Founded in 2018, Cube has entered a space occupied by numerous legacy players, including publicly-traded Anaplan; Adaptive Insights, which Workday acquired for north of $ 1.5 billion in 2018; Hyperion, which Oracle bought for more than $ 3 billion in 2007; and good old-fashioned spreadsheets.

Cube is looking to combine the power of a modern software-as-a-service (SaaS) platform with the familiar flexibility of spreadsheets.

“Within Finance, FP&A is a mission critical function that relies on spreadsheets alone in 80-90% of companies,” Cube founder and CEO Christina Ross told VentureBeat. “The problem is that spreadsheets are manual and error prone, while legacy FP&A software requires users to learn an entirely new ecosystem outside of spreadsheets to do the same job.”

Above: Cube’s FP&A platform

And so Cube is setting out to make FP&A software more accessible, with the ability to onboard users in days versus months, while connecting directly into existing spreadsheets and other data sources to deliver analytics and insights.
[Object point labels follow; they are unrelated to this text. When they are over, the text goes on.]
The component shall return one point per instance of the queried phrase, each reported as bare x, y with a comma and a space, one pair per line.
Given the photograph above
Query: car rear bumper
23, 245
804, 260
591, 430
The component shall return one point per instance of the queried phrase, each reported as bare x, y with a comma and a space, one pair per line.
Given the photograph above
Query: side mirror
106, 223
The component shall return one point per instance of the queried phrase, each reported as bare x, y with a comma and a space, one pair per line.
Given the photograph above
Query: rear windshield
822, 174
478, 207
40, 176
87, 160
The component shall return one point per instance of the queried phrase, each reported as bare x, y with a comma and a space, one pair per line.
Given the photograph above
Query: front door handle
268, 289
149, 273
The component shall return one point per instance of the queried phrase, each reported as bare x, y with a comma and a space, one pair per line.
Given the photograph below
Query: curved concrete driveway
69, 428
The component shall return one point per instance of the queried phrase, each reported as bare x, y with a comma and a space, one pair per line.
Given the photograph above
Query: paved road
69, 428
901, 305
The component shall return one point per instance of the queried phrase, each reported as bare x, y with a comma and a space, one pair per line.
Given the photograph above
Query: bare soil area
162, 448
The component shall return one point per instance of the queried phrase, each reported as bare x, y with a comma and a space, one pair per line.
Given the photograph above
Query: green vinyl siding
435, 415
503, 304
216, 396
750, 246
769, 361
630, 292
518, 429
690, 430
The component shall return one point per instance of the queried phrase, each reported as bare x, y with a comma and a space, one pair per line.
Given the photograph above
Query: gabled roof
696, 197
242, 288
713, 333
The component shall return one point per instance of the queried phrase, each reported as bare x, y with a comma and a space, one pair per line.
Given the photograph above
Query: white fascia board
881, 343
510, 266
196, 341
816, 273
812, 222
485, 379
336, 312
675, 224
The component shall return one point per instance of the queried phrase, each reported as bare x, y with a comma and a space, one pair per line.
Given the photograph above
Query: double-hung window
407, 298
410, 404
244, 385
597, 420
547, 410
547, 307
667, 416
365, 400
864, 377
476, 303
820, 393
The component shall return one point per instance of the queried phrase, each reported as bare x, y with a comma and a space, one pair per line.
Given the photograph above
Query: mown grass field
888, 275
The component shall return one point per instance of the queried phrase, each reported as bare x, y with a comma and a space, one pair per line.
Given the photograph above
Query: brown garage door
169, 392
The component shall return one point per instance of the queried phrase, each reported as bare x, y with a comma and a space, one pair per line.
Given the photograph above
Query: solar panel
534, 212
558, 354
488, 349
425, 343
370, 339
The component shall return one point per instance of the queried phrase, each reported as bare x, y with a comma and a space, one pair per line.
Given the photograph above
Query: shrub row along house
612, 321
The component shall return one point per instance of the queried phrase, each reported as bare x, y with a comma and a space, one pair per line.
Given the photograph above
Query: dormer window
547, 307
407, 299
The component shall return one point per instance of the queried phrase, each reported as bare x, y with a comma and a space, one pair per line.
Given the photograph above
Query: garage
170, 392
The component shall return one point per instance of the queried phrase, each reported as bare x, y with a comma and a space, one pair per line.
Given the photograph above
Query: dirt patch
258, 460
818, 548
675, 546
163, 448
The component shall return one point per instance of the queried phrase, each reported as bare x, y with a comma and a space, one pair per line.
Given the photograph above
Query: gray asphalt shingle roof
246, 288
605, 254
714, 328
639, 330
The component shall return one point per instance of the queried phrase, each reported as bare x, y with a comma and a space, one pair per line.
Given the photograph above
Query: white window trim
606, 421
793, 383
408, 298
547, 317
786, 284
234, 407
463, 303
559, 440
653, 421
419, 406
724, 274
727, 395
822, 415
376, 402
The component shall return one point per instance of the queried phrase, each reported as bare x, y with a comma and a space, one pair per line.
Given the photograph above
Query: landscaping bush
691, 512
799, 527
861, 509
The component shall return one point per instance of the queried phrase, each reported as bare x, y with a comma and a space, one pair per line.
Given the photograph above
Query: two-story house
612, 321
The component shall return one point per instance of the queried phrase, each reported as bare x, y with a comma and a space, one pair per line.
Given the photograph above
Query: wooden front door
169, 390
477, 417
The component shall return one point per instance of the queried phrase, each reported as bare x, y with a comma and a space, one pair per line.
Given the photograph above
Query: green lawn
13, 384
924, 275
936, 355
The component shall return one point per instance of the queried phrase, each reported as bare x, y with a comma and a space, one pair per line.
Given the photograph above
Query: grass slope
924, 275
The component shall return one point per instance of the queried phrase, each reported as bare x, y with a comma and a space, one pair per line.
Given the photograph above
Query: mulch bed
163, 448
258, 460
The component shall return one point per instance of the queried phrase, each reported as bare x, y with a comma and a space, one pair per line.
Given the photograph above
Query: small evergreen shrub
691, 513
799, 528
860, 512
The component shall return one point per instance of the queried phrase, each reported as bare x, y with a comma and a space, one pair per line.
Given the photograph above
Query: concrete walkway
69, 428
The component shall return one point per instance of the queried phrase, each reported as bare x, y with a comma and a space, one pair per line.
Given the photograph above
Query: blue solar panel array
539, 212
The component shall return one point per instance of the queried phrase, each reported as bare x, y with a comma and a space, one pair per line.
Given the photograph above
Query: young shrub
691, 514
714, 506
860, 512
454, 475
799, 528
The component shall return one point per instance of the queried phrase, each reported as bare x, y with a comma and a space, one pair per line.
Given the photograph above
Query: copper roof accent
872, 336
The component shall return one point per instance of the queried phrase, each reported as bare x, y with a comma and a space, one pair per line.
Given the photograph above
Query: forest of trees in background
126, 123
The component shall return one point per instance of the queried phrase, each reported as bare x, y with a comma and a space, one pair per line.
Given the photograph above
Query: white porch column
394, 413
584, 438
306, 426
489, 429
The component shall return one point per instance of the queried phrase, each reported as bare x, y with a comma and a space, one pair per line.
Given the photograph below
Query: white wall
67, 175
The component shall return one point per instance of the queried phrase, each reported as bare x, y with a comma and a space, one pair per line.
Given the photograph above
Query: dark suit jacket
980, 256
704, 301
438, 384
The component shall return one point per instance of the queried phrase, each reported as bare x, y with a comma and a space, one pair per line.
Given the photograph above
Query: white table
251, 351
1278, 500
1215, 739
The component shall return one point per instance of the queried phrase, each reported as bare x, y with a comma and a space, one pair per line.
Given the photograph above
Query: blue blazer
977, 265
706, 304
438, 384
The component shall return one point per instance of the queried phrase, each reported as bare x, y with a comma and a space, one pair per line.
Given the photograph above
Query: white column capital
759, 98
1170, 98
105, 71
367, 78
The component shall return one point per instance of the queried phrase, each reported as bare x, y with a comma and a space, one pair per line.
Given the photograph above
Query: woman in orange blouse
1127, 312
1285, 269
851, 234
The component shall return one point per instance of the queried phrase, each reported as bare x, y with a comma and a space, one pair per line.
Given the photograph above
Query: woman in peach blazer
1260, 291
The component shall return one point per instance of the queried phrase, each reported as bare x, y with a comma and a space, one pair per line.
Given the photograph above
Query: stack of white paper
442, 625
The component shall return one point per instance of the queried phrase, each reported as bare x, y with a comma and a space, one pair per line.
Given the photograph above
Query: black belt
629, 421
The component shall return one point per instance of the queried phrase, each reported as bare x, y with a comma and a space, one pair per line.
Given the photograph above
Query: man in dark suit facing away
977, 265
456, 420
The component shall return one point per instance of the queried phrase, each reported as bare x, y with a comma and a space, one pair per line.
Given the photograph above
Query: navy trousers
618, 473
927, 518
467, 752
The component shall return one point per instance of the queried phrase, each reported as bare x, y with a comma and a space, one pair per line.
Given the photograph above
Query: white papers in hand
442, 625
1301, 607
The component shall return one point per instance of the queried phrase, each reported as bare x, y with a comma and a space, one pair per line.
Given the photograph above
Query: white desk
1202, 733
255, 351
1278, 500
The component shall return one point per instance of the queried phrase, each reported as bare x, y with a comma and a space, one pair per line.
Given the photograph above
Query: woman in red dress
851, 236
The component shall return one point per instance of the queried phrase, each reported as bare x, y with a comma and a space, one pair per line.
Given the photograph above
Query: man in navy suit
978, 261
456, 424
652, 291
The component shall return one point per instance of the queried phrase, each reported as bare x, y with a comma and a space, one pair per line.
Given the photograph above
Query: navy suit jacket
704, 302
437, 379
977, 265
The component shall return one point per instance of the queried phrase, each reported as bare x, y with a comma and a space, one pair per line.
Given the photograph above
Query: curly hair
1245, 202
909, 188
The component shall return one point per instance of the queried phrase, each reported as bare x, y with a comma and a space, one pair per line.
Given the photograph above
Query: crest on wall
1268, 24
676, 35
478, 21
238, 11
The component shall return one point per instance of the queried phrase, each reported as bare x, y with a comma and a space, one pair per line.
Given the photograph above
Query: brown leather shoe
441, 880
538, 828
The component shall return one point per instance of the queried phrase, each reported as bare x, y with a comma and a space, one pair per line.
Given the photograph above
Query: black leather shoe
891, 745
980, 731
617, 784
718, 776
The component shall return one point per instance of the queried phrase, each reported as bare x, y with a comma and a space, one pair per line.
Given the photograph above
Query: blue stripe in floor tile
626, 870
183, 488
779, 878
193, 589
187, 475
In other words, Cube wants to supplement, rather than replace, spreadsheets. “We believe that the spreadsheet is not your enemy,” Ross added.

Companies can connect Cube to multiple data sources — using Cube’s API or via pre-built integrations — to consolidate all their data automatically. They can also model how changes to key assumptions may impact their outputs, create customizable reports based on reusable templates, and integrate with any spreadsheet, including Excel and Google Sheets, with support for bi-directional data sharing.

So while Cube is a full-fledged EPM platform in its own right, replete with its own built-in spreadsheet-style tooling, it allows users to work in whatever environment they’re comfortable with, including Excel.

Above: Cube: Sharing data with Excel spreadsheet

There has been a hive of activity across the EPM and business forecasting sphere of late, with Jedox locking down $ 100 million in financing and French upstart Pigment securing $ 26 million. Prior to now, Cube had only raised a small $ 5 million seed round of funding, however it has amassed a fairly impressive roster of customers including Japanese ecommerce giant Mercari and freshly minted DevOps unicorn Harness.

With a fresh $ 10 million in the bank, the company said that it’s tripling the size of its product and engineering teams. “Much of this is to build out our platform for enterprise scale and continue to add integrations for our growing customer base,” Ross said.